Based on the chat we just had with @patrykkopycinski, we might need to update steps 6 and 7. It sounds like results are shown right away now.

Patryk - can you confirm, would this revision make sense following the update you've made?

(after step 5)

6. Review the results. Depending on the number of agents queried, this request may take some time. Status info is updated as available.
7. (optional) Click the Status tab to view more info about the request, for example, if there are any failures.

Switched it!

@lykkin / @patrykkopycinski - do we need to revise the statuses we list? We currently list Successful, Failed, and Not yet responded. I just remembered there may be a new Expired status (or something similar), for query requests that timed out?

yeah Expired is now a status, good catch

Added

I think we missed a bullet point here, just need to add a -. In the rendered view, row 91 is included with the bullet on row 90.

• Osquery data is stored...

Updated

Recommend telling users to open the main menu (the left sidebar) to get to Osquery. For example: From Kibana, open the main menu and click Management > Osquery.

Might help orient the user if you also include the page name. For example: On the Live queries history page, click the New live query button. Another option is to include a line like "The Live queries history page displays" at the end of the first step.

Might be able to combine the first two sentences in this step to something like: Select one or more agents or groups to query.

Also recommend explaining how offline agents are represented and whether they can be queried. For example, do they have a red dot next to them or are they not marked at all? And are results returned after users submit their query if they selected an agent that's offline?

Recommend capitalizing the "o" in "optional" since it's at the start of this sentence. Also, are you saying here that it's optional to select a saved query before submitting the new live query, or are you saying that users can create a brand new query (instead of selecting a saved one) and use that when they submit the new live query?

We're saying the The user can optional to select a saved query before submitting the new live query

Yes, ok - I did not do a good job of fully explaining what confused me about this step, so retry that here :)

If I'm understanding the workflow correctly, users have two options at this point: they can either select a saved query to run or enter their own into the textbox under the Build from a saved query (optional) field.

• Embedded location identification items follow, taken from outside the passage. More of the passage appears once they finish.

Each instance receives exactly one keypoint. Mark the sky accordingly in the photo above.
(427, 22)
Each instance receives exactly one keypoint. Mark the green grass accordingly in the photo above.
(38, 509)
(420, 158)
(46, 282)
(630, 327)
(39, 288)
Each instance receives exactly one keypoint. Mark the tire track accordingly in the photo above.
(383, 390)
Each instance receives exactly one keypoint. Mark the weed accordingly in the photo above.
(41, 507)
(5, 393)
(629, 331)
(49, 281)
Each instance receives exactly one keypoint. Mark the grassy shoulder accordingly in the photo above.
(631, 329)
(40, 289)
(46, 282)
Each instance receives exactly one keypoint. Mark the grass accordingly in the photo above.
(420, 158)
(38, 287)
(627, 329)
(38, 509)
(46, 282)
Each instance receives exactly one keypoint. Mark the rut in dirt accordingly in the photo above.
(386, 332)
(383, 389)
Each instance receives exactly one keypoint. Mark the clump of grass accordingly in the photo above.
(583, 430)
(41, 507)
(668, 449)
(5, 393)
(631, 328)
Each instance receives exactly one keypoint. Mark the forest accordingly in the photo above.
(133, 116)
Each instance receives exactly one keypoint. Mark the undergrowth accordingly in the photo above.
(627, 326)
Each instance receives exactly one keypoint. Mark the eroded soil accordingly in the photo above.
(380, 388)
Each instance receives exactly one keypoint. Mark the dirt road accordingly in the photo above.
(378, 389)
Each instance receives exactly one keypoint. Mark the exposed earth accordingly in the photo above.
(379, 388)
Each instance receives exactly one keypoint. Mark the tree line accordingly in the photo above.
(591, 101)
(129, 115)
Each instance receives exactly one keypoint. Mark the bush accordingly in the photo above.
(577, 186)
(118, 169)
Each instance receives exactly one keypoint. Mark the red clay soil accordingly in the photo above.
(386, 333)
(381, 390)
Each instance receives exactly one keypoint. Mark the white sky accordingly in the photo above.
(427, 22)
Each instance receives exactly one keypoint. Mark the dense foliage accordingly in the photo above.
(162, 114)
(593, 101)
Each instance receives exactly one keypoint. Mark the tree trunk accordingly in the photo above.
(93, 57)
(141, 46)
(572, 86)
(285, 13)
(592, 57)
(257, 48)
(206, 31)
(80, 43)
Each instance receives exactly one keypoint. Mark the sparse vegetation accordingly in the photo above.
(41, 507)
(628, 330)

Regardless of the option they choose, they do have to enter and submit a query in order to successfully complete the workflow. The way this step is currently written, it could be interpreted as "users have the option to enter a query or to pass on it" and that doesn't make sense because the whole point of this task is to create a new live query.

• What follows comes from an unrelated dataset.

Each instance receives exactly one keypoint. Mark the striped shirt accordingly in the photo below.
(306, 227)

So, my suggestion here would be to remove the "optional" text at the start of the step and to expand the step's content to include the other option users can choose--which is entering a query in the box beneath the Build from a saved query (optional) field.

Hopefully that makes more sense, but of course, feel free ping me if it doesn't. :)

Is the status area the Check results area on the New live query page? If it is, you might be able to combine the last sentence with the first. For example:
View the status and results of your request under the Check results section. Queries with multiple agents or groups might take longer to return results.

It appears on the same page under the live query form; example (gif) -

Gotcha - and I see that too from my end :) Upon second thought, it might not be necessary to direct the user towards the Check results section. I'm fairly certain that it's safe to assume users won't be navigating away from this page/form or to different tabs as they're waiting for results to return.

Recommend capitalizing the "o" in "optional".

A couple of notes here:

• Believe the "s" in status should be lowercase.
• In the first sentence, is "we" the osquery app? If it is, I'd recommend updating it to reflect that--currently, the sentence could be interpreted as "If an agent is offline, the request status remains in pending as Elastic retries the request".

👍 Switched Elastic -> Kibana

We don't typically hyphenate "flyout" in the Security docs or capitalize the term "platform" so just two minor changes there. Also, is the Platform field an optional setting? Currently, it looks like the Minimum Osquery version field is the only optional field when creating a new query. If the Platform field is mandatory, I'd recommend adding it to the second sentence (e.g., In the fly-out, enter an ID for the query, type in a query, specify the query interval (seconds), and select one or more platform to run the query.").

both should be optional @patrykkopycinski can correct me if i'm incorrect

There might be some repeated information in the first and second sentences. Could you remove the duplicate details and consolidate the sentences to something like:
The Saved queries page lists all queries that have been saved. From the Live queries page, you can create and save a new live query. From the Scheduled query groups page, you can add saved queries to a scheduled query group.

I think a conjunction (maybe "and"?) might be missing between "time" and "set" in the first sentence, but am not sure.

Added with a between time and set

Minor change here - bold Fleet > Agents.

Don't think you need the comma before "because" in the first sentence.